‘But what about our jobs? And Gran? We can’t just … leave.’
‘There are nursing homes in Spain,’ she says. ‘We can take Gran too.’
‘If we go,’ says Tom pragmatically, ‘all our problems will still be here when we get back. We can’t run away, Lorna.’
That’s the trouble with Mum. She’s spent her whole life thinking it’s the answer to everything.
What exactly is she running from this time? Is there something she’s not telling me?
Mum fills me in on her visit to Alan Hartall as I’m driving us to visit Gran. Tom has stayed at home with Snowy to guard the cottage, saying he’s going to strip the wallpaper in the little bedroom. A sadness passed across Mum’s face when he said it. She’d remembered the wallpaper. It had been hers when she was little, a link to the past.
As we were leaving I made sure to give Tom DS Barnes’s number just in case there’s any sign of Davies lurking around the house. When I get home later I’ll call him myself to report what happened to Mum. Davies can’t get away with attacking women in the street.
‘So I think Sheila Watts stole Daphne Hartall’s identity. I’m sure the woman who lodged with your gran is one and the same.’
‘And she lied to Gran?’
She shrugs. ‘I don’t know. We could try asking her about it when we get there. Anyway, I’ve asked your dad to see what he can find out about Sheila Watts and Daphne Hartall.’
‘I’ve already asked him about Sheila,’ I say, explaining about the file and how I’d found Neil Lewisham’s name on an article relating to a different case. ‘We need to go to the police, really,’ I say, knowing Mum won’t agree. ‘DS Barnes might be able to sort all this out.’

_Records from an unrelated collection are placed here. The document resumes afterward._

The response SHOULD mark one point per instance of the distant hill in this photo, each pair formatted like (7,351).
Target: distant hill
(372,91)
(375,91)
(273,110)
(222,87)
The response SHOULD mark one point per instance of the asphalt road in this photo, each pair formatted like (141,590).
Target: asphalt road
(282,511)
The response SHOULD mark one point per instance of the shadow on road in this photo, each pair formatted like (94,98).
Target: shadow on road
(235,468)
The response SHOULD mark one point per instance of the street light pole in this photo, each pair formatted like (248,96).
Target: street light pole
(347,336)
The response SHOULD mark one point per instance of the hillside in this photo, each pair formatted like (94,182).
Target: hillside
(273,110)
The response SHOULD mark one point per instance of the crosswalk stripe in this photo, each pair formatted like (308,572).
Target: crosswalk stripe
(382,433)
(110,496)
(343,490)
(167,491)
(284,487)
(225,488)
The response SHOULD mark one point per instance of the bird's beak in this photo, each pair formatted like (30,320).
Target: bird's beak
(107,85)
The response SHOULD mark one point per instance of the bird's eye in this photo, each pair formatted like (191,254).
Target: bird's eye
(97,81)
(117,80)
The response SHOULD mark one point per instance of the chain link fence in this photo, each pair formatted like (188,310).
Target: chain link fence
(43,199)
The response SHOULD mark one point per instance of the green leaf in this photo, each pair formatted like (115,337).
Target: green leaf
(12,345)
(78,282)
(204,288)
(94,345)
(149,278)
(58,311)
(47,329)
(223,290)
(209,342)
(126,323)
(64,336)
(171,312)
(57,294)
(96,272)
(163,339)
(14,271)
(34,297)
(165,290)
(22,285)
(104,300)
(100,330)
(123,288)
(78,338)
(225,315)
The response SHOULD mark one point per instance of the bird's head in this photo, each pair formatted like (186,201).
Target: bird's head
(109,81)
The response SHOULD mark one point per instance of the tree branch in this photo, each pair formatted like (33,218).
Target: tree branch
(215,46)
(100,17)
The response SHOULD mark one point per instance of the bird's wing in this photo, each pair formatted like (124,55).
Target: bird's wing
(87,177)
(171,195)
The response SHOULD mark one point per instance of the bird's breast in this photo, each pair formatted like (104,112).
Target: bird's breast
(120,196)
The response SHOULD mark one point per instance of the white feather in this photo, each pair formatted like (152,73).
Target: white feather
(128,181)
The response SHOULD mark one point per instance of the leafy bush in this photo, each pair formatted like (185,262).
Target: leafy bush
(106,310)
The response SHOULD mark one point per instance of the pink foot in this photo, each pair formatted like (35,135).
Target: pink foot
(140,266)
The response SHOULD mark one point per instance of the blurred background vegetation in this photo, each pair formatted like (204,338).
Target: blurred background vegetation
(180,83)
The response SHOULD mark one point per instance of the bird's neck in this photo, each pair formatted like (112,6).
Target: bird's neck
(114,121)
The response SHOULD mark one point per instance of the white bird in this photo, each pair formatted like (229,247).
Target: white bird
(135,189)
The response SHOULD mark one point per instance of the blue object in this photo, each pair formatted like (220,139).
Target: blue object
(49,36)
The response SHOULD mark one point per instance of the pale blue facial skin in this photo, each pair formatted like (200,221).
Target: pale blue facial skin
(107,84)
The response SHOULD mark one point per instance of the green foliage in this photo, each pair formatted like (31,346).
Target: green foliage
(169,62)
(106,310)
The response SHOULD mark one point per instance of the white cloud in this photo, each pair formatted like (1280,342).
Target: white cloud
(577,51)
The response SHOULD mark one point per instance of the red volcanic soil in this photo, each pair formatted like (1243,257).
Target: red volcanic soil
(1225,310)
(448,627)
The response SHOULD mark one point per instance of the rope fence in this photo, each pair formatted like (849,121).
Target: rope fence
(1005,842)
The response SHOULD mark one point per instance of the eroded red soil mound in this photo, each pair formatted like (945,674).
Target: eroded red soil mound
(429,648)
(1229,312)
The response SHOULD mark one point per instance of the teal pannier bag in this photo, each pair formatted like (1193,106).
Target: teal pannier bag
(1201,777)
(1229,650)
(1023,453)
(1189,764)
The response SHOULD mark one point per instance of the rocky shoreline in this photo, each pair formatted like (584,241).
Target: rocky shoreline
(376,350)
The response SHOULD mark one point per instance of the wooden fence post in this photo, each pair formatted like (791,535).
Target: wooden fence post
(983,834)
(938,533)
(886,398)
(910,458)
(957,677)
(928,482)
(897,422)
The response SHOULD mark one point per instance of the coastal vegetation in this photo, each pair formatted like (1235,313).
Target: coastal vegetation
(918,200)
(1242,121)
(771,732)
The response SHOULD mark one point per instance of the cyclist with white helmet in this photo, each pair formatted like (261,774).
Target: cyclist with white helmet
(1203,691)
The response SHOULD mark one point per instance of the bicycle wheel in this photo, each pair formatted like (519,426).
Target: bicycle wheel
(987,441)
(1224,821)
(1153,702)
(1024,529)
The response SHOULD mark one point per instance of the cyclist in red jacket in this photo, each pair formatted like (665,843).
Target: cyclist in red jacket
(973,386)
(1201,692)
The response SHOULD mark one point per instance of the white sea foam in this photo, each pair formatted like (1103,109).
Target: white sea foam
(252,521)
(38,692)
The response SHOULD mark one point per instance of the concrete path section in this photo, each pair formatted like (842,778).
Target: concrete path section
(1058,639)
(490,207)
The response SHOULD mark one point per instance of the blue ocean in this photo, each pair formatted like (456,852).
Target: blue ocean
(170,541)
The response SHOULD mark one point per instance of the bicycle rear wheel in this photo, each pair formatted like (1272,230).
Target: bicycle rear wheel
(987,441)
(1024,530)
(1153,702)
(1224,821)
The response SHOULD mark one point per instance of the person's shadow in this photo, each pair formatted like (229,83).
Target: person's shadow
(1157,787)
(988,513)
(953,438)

‘Who is Davies working for and what does he know?’ she says. ‘Urgh, it’s a mind fuck.’
‘Mum!’
‘Well, I’m sorry but it is. And trying to get anything from Gran is like pulling teeth.’
It’s raining hard, the windscreen wipers on my Mini squeaking as they work overtime. I’ve had to crank up the heating because I could see Mum shivering in her thin jacket. She refused to borrow any of my or Tom’s raincoats. Her dark curls, so like mine but shorter, have frizzed.
When we arrive Gran is sitting in her usual chair by the glass doors that overlook the garden; I think, as I always do, that she must miss pottering around in her greenhouse, tending her radishes and planting bulbs in her allotment. The sound of the rain drumming on the Velux windows, coupled with the tropical heat, gives the room a cosy feel. She’s wearing a green jumper I bought her for Christmas two years ago. In front of her is an unfinished jigsaw puzzle, the one we’ve done before with the picture of the dog. Her hair is thinning and fluffs like cotton wool around her face. I feel a lurch in my heart when I see her looking so small and vulnerable, like I do every week.
She smiles at Mum and me as we sit down in the chairs next to her. But it’s a polite smile. The type you give strangers. ‘Can I help you?’ she asks. I feel Mum tense next to me.
‘Gran, it’s me, Saffy.’
Her eyes light up. ‘Saffy!’
‘And your daughter, Lorna,’ says Mum.
‘Lolly!’
I wipe a tear that has seeped out of the corner of my eye, hoping nobody has noticed. I’ve never heard her call my mum by that name before and I wonder if she’s regressed into the past, to when Mum was a little girl.
‘Yes,’ says Mum, the relief evident in her voice. She takes Gran’s hands in hers. ‘It’s Lolly.’
‘I’m sorry, Lolly,’ says Gran, her face crumpling. ‘I’m so sorry.’ Tears run down her crinkly cheeks and my heart feels like it’s going to break.